What would the 53-year-old Marci want to say to the 17-year-old Marci?
Each week I ask this question of my “Permission to Heal” podcast guests and although their answers vary, most follow the same theme.
Most of us want to tell our younger selves that, despite all our anxiety and worrying about everything we think we want, it all works out well.
And, in most cases, we wasted a lot of time and energy worrying about things that were not relevant and didn’t matter anyway.
When I was a child and adolescent, I spent most of my time trying to be the daughter I thought my mother wanted. I tried to avoid and sidestep the things I thought would make her angry and bring out the Cruella de Vil side of her bipolar personality.
This people-pleasing trait of mine became dominant in my life and dictated the flow of most of my relationships: my mother, father, friends, and boyfriends.
The only way I felt worthy of affection, love, respect, and kindness from others was to do everything I could to make them happy—even if those choices ran contrary to what I wanted for myself and what would make me happy.
My happiness and comfort, in most cases, were beside the point.
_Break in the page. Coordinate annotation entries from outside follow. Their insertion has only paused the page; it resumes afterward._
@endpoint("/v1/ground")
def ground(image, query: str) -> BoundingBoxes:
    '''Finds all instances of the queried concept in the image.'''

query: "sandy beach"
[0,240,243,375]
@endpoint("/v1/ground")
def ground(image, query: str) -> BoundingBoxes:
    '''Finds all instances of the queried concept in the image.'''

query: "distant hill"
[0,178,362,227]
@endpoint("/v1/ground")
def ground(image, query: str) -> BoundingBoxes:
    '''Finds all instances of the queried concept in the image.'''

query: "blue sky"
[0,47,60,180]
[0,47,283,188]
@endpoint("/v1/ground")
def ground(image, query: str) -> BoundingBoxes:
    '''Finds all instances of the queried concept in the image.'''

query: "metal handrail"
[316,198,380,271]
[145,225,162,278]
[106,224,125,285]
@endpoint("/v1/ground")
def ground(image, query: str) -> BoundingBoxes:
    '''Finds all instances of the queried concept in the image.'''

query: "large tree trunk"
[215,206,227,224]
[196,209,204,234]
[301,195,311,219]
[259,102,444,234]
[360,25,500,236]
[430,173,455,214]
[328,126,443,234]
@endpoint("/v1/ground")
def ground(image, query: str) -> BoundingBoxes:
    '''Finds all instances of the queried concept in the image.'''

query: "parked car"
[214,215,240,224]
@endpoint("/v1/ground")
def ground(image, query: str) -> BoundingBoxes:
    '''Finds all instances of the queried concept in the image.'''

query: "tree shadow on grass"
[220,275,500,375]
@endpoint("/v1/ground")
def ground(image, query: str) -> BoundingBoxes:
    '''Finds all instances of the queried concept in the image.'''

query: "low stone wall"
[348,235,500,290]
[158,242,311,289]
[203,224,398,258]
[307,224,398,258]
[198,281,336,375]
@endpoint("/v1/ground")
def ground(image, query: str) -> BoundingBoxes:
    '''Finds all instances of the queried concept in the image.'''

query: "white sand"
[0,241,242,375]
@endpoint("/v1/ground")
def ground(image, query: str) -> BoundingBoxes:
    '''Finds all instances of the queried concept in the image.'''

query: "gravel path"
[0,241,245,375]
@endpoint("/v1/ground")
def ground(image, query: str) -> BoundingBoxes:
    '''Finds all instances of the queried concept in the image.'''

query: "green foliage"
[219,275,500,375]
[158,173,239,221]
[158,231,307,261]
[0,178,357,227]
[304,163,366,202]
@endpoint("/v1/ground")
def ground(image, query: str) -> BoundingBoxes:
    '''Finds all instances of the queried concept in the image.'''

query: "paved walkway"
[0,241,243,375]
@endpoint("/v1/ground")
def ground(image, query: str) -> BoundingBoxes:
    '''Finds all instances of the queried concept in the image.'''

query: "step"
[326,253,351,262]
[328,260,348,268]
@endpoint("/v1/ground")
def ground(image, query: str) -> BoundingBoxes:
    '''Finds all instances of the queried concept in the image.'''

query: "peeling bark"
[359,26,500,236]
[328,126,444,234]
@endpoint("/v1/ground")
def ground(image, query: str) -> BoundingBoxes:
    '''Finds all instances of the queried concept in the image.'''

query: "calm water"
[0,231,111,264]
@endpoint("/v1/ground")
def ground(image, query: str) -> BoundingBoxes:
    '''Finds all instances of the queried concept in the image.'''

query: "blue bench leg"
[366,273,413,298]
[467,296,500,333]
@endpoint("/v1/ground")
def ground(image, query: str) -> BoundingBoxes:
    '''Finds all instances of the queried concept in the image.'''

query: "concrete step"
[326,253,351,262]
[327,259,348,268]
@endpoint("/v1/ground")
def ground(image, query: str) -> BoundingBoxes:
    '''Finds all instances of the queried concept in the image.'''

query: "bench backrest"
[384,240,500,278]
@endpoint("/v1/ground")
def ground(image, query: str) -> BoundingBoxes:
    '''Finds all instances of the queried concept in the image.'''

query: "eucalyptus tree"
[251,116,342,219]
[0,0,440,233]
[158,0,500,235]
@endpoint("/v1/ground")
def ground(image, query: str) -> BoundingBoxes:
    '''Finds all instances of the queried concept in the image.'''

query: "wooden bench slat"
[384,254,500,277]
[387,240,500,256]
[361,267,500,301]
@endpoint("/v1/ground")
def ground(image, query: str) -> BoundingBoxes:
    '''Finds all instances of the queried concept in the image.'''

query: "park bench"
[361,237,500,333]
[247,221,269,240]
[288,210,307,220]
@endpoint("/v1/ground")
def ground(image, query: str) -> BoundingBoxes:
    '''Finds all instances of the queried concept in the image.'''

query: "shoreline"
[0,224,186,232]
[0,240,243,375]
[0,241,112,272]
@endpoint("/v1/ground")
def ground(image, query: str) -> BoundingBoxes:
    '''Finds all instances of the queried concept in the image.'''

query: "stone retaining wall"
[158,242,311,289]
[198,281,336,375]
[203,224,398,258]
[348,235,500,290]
My mother told me that real love required sacrifice and I placed myself in the role of sacrificial lamb for everyone’s love.
If I could go back and tell my younger self anything, it would be that this dynamic doesn’t work at all. It is not and has never been my job, or even in my power, to make people happy. That happiness is up to them.
What little Marci needed to know was that she was worthy of love, respect, kindness, and affection just because she existed.
She was enough just as she was. She was innately enough and worthy and loveable. She should trust her inner knowing—that voice in her generous heart that whispers the truth.
Through finding stillness and listening to her inner knowing, she would learn what made her happy, what her authentic wishes and hopes were, and who she wanted in her life. All the tools she needed to create the beautiful life she desired were inside her all along.
We are human beings. We are lovable, worthy, and perfectly imperfect just as we are. Because we are.
We are not human doings.
Our worthiness is not linked to anything we do for others. It is not conditional on how we please others or perform.
Repeat after me: “I am enough. I am loveable, worthy, and perfectly imperfect just as I am. I am deserving of love, respect, kindness, and affection just for being me.”
If you say it softly enough to your generous heart, your inner knowing will recognize the words and they will ring true.